Cocco: Cocco-san no Daidokoro

Cocco may have come out of retirement back in 2005, but the artist who emerged from that hiatus was not the same who entered it. SINGER SONGER, her collaboration with members of Quruli, was breezy but rushed. 2006’s Zansaian attempted to conform to the Cocco template but fell short. The following year’s Kira Kira didn’t even make an attempt.

She managed to keep the birth of her son secret till he sang backup vocals on Kira Kira, and it’s a good guess his birth was responsible for soothing Cocco’s stormy inner world.

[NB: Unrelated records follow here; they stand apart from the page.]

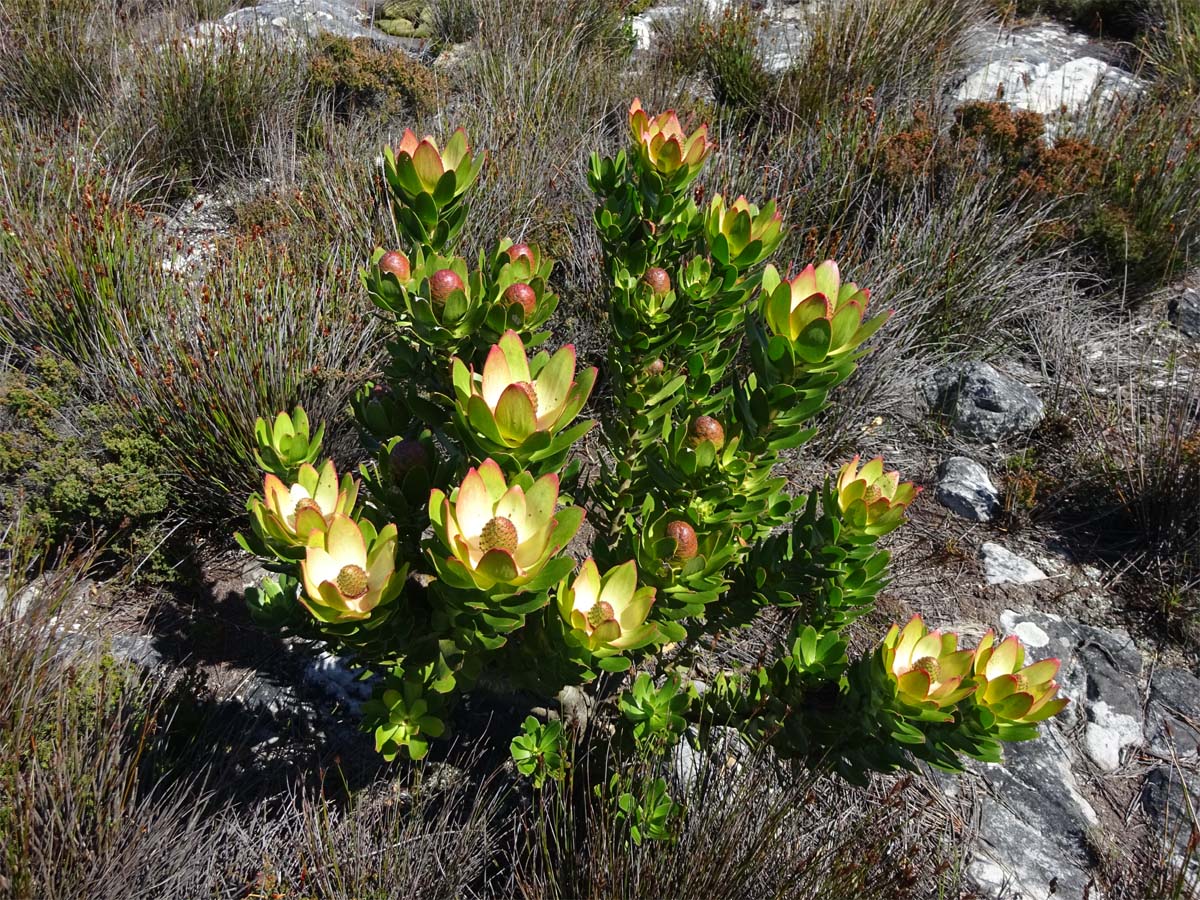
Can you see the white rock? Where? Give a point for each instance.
(965, 489)
(1031, 635)
(1108, 735)
(1039, 88)
(1002, 567)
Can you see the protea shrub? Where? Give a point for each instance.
(462, 561)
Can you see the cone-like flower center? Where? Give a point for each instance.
(658, 280)
(706, 427)
(529, 391)
(396, 263)
(498, 534)
(520, 250)
(600, 613)
(684, 535)
(306, 503)
(352, 582)
(522, 295)
(930, 666)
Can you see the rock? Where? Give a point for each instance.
(1114, 701)
(139, 651)
(982, 403)
(1038, 88)
(1185, 312)
(1169, 797)
(1109, 733)
(1173, 717)
(1101, 671)
(1043, 69)
(340, 679)
(964, 487)
(1033, 831)
(1002, 567)
(301, 19)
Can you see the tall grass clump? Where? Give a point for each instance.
(1141, 480)
(539, 91)
(198, 107)
(1174, 48)
(76, 245)
(58, 58)
(268, 327)
(885, 51)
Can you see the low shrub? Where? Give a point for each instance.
(71, 468)
(357, 77)
(269, 325)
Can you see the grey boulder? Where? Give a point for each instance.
(981, 403)
(965, 489)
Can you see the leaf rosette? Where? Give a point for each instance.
(349, 570)
(285, 517)
(501, 537)
(607, 612)
(520, 408)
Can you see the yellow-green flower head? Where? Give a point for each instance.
(609, 610)
(285, 444)
(289, 515)
(423, 160)
(927, 666)
(349, 570)
(1011, 693)
(499, 534)
(873, 501)
(664, 147)
(508, 405)
(817, 313)
(742, 234)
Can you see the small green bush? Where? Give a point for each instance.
(71, 467)
(269, 325)
(358, 77)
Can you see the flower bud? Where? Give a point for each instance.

Cocco hasn’t released much music since 2007, but she has published more books. Cocco-san no Daidokoro essentially serves as a promotional item for a collection of essays with the same title. Regardless, a bit of the old Cocco surfaces in the new.

No, the wailing rocker chick from the early aughts doesn’t stage a comeback, but the tunefulness and majesty of her grander moments inform "Kinuzure" and "Ai ni Tsuite". "the end of Summer" is so transparent as to waft away, but "Bye Bye Pumpkin Pie" brings her back down to solid aural ground.

Kira Kira had a maverick, unpolished feel that wasn’t as refreshing as it should have been, but that kind of looseness gives Cocco-san no Daidokoro some room to breathe.

Cocco’s voice sounds radiant, her harmonizing the best it’s been in a long time.

Cocco-san no Daidokoro doesn’t overstay its welcome, but it’s also enough to crave for more. She struck a nice balance between her newer, lighter songs and her older, heavier sound. A full album would be nice?

Comments

  • Victoria says:

    You pretty much summed up how I feel about this CD. I think it’s one of the better things to come out of Cocco’s post-comeback sound. But I still miss Negishi, and I’m concerned about the strain in Cocco’s voice.
    Her site said she was recording last December, so maybe we’ll get a new album by summer. (With a self-cover of Gunjou no Tani, pretty please?)